The Doily diagram often used to represent the generalized quadrangle GQ(2, 2) is also used to represent PG(3, 2). This was described by Richard Doily.

== Kirkman's schoolgirl problem ==
PG(3, 2) arises as a background in some solutions of Kirkman's schoolgirl problem. Two of the seven non-isomorphic solutions to this problem can be embedded as structures in the Fano 3-space. In particular, a spread of PG(3, 2) is a partition of points into disjoint lines, and corresponds to the arrangement of girls (points) into disjoint rows (lines of a spread) for a single day of Kirkman's schoolgirl problem. There are 56 different spreads of 5 lines each. A packing of PG(3, 2) is a partition of the 35 lines into 7 disjoint spreads of 5 lines each, and corresponds to a solution for all seven days. There are 240 packings of PG(3, 2), that fall into two conjugacy classes of 120 under the action of PGL(4, 2) (the collineation group of the space); a correlation interchanges these two classes.

== Coordinates ==
It is known that a PG(n, 2) can be coordinatized with (GF(2))^{n+1}, i.e. a bit string of length n + 1. PG(3, 2) can therefore be coordinatized with 4-bit strings.

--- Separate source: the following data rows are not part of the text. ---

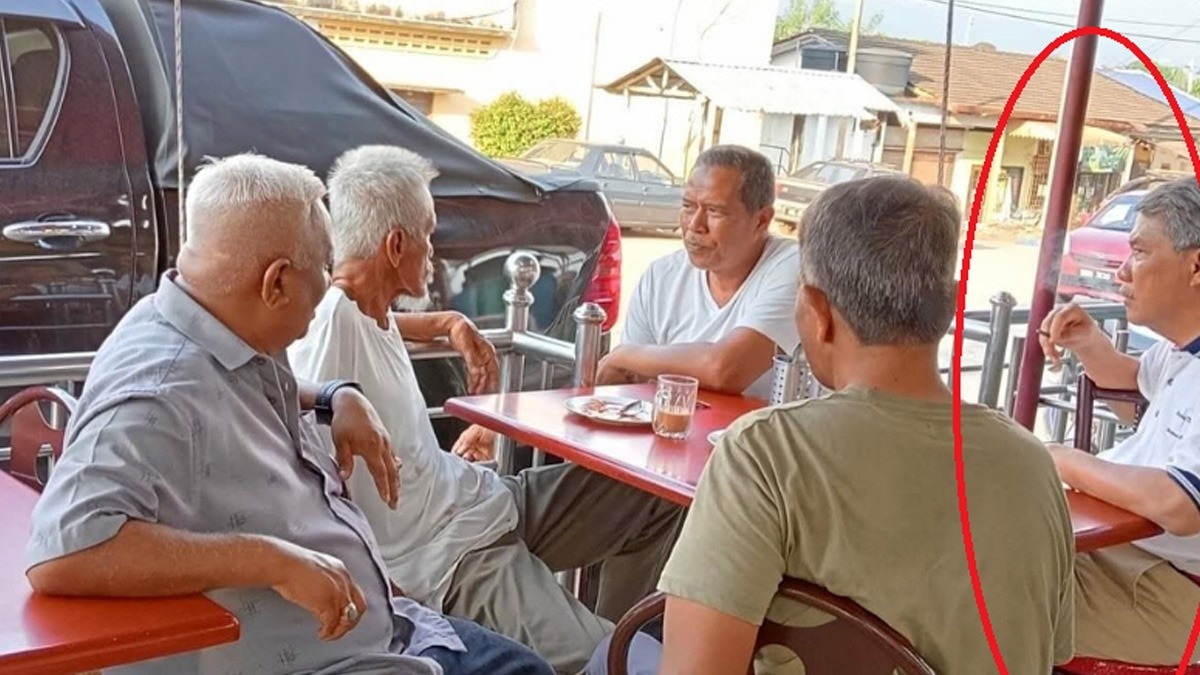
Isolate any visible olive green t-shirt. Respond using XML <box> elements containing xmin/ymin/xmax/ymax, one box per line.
<box><xmin>659</xmin><ymin>389</ymin><xmax>1074</xmax><ymax>675</ymax></box>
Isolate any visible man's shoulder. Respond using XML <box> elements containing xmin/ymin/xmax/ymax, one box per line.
<box><xmin>643</xmin><ymin>249</ymin><xmax>696</xmax><ymax>283</ymax></box>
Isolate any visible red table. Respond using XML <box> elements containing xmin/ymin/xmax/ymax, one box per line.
<box><xmin>445</xmin><ymin>384</ymin><xmax>1162</xmax><ymax>551</ymax></box>
<box><xmin>0</xmin><ymin>471</ymin><xmax>240</xmax><ymax>675</ymax></box>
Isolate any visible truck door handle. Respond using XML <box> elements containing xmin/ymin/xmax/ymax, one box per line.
<box><xmin>0</xmin><ymin>219</ymin><xmax>112</xmax><ymax>251</ymax></box>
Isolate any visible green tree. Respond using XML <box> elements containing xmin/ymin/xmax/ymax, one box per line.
<box><xmin>775</xmin><ymin>0</ymin><xmax>883</xmax><ymax>40</ymax></box>
<box><xmin>1126</xmin><ymin>61</ymin><xmax>1200</xmax><ymax>96</ymax></box>
<box><xmin>470</xmin><ymin>91</ymin><xmax>582</xmax><ymax>157</ymax></box>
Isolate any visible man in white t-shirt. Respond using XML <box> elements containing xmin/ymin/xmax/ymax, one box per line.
<box><xmin>1040</xmin><ymin>178</ymin><xmax>1200</xmax><ymax>665</ymax></box>
<box><xmin>289</xmin><ymin>145</ymin><xmax>682</xmax><ymax>673</ymax></box>
<box><xmin>599</xmin><ymin>145</ymin><xmax>799</xmax><ymax>399</ymax></box>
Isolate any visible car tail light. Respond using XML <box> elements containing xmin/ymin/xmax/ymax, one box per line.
<box><xmin>582</xmin><ymin>209</ymin><xmax>620</xmax><ymax>331</ymax></box>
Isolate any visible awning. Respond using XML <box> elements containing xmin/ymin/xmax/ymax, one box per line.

In addition, the line joining points (a_{1}, a_{2}, a_{3}, a_{4}) and (b_{1}, b_{2}, b_{3}, b_{4}) can be naturally assigned Plücker coordinates (p_{12}, p_{13}, p_{14}, p_{23}, p_{24}, p_{34}) where p_{ij} = a_{i}b_{j} − a_{j}b_{i}, and the line coordinates satisfy p_{12} p_{34} + p_{13} p_{24} + p_{14} p_{23} = 0. Each line in projective 3-space thus has six coordinates, and can be represented as a point in projective 5-space; the points lie on the surface p_{12} p_{34} + p_{13} p_{24} + p_{14} p_{23} = 0.